Across the country, over 350,000 postmen are offering doorstep financial services to people in even the remotest parts of India.
They are equipped with a mobile phone and a hand-held biometric scanner to perform tasks of bankers including opening savings accounts, transferring money, paying utility bills, topup mobile phone, accepting cash deposits, and facilitating withdrawals.
These have been trained and certified to provide banking services as well as to promote financial literacy in rural areas, and are being given monetary incentives for both assisted and self-service transactions.
Powered by India’s Post Payment Bank
This innovative model was made possible by the India Post Payment Bank (IPPB), a 100% government owned public limited company under the Department of Post and was launched by India’s prime minister, Narendra Modi
IPPB aims to utilize all of India’s over 155,000 post offices, including the 139,000 ones located in rural areas, as access points and 350,000 postal postmen to provide house to house banking services with the goal of making banking easy, convenient and accessible to ordinary citizens. At launch, IPPB had 650 branches and 3,250 access points across the country.
IPPB is a so-called “payments bank,” and basically operates like any standard bank except that it operates at a smaller scale.
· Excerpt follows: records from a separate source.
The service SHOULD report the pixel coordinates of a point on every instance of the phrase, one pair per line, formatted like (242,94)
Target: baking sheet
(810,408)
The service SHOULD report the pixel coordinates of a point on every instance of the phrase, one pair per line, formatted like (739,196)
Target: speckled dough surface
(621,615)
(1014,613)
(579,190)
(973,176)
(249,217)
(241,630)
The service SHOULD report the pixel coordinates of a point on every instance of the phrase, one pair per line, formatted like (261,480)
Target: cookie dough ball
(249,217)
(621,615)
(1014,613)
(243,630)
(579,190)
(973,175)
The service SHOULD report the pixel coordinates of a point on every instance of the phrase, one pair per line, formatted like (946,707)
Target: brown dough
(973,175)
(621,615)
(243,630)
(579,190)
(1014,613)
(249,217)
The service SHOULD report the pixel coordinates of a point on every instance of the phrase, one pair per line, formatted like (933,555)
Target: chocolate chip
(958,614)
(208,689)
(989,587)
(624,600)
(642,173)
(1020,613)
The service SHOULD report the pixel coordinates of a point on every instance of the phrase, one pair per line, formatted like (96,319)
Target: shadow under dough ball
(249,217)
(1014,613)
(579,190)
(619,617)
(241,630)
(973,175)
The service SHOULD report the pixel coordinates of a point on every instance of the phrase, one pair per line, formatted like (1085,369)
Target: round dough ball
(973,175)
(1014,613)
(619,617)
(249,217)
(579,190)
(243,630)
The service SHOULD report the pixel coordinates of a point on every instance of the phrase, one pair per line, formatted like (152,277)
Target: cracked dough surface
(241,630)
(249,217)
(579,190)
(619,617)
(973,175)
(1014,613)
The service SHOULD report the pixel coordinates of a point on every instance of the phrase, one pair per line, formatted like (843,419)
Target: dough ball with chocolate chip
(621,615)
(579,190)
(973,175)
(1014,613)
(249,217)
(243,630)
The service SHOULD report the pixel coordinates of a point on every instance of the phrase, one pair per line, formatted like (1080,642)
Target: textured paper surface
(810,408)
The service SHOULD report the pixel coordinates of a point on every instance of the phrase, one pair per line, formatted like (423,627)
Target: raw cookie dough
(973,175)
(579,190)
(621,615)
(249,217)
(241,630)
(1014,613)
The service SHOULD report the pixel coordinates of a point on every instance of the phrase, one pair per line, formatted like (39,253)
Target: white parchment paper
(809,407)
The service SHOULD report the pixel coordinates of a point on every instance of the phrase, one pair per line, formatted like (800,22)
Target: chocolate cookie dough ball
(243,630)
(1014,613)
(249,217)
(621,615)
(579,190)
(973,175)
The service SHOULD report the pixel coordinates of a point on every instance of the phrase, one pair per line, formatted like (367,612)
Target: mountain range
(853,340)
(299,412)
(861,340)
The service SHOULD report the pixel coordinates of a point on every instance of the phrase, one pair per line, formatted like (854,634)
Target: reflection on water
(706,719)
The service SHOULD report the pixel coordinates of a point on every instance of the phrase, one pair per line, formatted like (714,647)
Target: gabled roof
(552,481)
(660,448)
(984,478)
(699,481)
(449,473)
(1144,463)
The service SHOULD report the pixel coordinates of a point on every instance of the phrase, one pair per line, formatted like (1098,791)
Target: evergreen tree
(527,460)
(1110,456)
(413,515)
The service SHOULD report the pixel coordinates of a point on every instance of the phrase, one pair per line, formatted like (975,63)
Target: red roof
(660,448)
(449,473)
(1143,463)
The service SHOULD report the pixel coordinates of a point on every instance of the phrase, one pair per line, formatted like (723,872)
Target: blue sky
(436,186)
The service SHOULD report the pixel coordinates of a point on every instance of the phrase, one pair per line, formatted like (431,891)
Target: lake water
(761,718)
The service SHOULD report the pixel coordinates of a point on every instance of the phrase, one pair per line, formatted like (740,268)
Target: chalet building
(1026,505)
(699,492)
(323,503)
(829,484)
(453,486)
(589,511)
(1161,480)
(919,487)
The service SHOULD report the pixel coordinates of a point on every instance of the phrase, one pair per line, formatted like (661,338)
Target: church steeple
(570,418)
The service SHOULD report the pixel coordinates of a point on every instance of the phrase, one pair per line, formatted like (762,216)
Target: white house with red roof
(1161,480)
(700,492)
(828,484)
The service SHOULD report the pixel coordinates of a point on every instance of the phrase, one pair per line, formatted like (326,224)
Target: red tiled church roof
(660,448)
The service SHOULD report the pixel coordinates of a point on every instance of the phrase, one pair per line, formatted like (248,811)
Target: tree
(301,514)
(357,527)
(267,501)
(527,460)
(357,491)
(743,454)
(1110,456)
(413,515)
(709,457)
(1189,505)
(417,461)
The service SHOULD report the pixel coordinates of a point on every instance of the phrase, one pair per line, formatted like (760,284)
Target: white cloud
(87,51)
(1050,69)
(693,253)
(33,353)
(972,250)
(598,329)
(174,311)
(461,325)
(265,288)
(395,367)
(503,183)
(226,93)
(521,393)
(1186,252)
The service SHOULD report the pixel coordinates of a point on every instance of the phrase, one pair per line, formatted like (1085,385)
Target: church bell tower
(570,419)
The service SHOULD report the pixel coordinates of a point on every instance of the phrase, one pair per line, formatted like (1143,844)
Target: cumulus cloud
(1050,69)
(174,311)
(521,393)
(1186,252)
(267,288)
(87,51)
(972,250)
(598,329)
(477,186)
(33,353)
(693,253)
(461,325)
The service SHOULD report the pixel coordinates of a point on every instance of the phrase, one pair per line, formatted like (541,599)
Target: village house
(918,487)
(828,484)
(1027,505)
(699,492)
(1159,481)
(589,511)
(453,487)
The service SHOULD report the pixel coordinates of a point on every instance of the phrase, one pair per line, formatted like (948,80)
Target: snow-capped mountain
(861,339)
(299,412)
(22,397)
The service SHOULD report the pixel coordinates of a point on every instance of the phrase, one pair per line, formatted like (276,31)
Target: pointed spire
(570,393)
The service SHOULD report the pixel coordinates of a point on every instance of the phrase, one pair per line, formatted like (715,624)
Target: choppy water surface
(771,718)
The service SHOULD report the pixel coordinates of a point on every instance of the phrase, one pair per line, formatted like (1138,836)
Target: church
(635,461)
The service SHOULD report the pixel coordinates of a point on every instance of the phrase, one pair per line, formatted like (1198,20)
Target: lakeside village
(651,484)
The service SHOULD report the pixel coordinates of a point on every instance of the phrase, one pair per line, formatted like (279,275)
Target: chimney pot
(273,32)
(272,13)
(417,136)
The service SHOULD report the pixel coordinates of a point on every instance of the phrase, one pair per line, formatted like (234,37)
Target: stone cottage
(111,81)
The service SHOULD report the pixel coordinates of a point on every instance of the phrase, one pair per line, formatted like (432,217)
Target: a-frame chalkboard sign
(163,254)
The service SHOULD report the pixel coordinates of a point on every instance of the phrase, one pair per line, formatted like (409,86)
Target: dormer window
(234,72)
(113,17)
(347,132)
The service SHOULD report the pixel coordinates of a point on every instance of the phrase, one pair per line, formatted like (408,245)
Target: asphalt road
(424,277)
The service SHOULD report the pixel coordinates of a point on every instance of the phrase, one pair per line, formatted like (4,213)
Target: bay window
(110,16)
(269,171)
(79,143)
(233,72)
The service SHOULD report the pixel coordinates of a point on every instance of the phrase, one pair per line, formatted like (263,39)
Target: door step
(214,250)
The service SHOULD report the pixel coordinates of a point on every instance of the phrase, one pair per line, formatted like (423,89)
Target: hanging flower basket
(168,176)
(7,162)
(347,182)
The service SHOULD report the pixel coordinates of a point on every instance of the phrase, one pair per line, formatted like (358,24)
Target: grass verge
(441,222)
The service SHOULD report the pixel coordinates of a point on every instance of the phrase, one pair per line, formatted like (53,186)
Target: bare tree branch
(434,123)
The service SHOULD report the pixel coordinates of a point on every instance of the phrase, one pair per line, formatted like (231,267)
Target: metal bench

IPPB cannot issue credit cards and cannot lend directly, although it can act as a banking correspondent to other banks to provide credit in rural areas.
Products and services currently provided by IPPB include current and savings accounts, QR code payments, insurance products through third parties, as well as fund transfer services through the Unified Payments Interface, the Immediate Payment Service, the National Electronic Fund Transfer, and the Real Time Gross Settlement.
In addition to services provided house to house by postmen, customers can also use the IPPB mobile app to make digital transactions for various financial services. Other channels through which it operates include micro-ATM, SME and interactive voice response (IVR).
As of July, IPPB had rolled out 135,000 access points in post offices across the country with 20,000 post offices awaiting connection. About 110,000 of these access points are located in the rural areas, according to Connected to India.
There are currently 180 million savings bank accounts provided by India’s 155,000 post offices. These are computer-linked with the IPPB’s 650 branches, making it the largest banking network in the country. All of India’s regular banks combined currently make up for only 50,000 branches.
An immediate success
Since its launch less than a year ago, IPPB has seen over 4 million customers opening savings accounts, and almost 200,000 Post Office Savings Account holders have linked their old post office accounts with IPPB.
The IPPB Mobile Banking app has been downloaded by over one million people, and customers have so far made over 3 million transactions worth more than Rs 1 billion (US$14 million). More than 200,000 bill payments have also been processed by IPPB.
Moving forward, IPPB plans to further widen financial inclusion coverage, notably by introducing new “smart services” through neighborhood outlets.
“We have submitted a prototype of smart post offices which can run like ATM machines. People can transact and avail an array of postal facilities instantly and without hassles,” K Alagesan, chairman of Indian Telephone Industries (ITI) Limited told ETTelecom earlier this week.
ITI is currently awaiting approval from the DoP.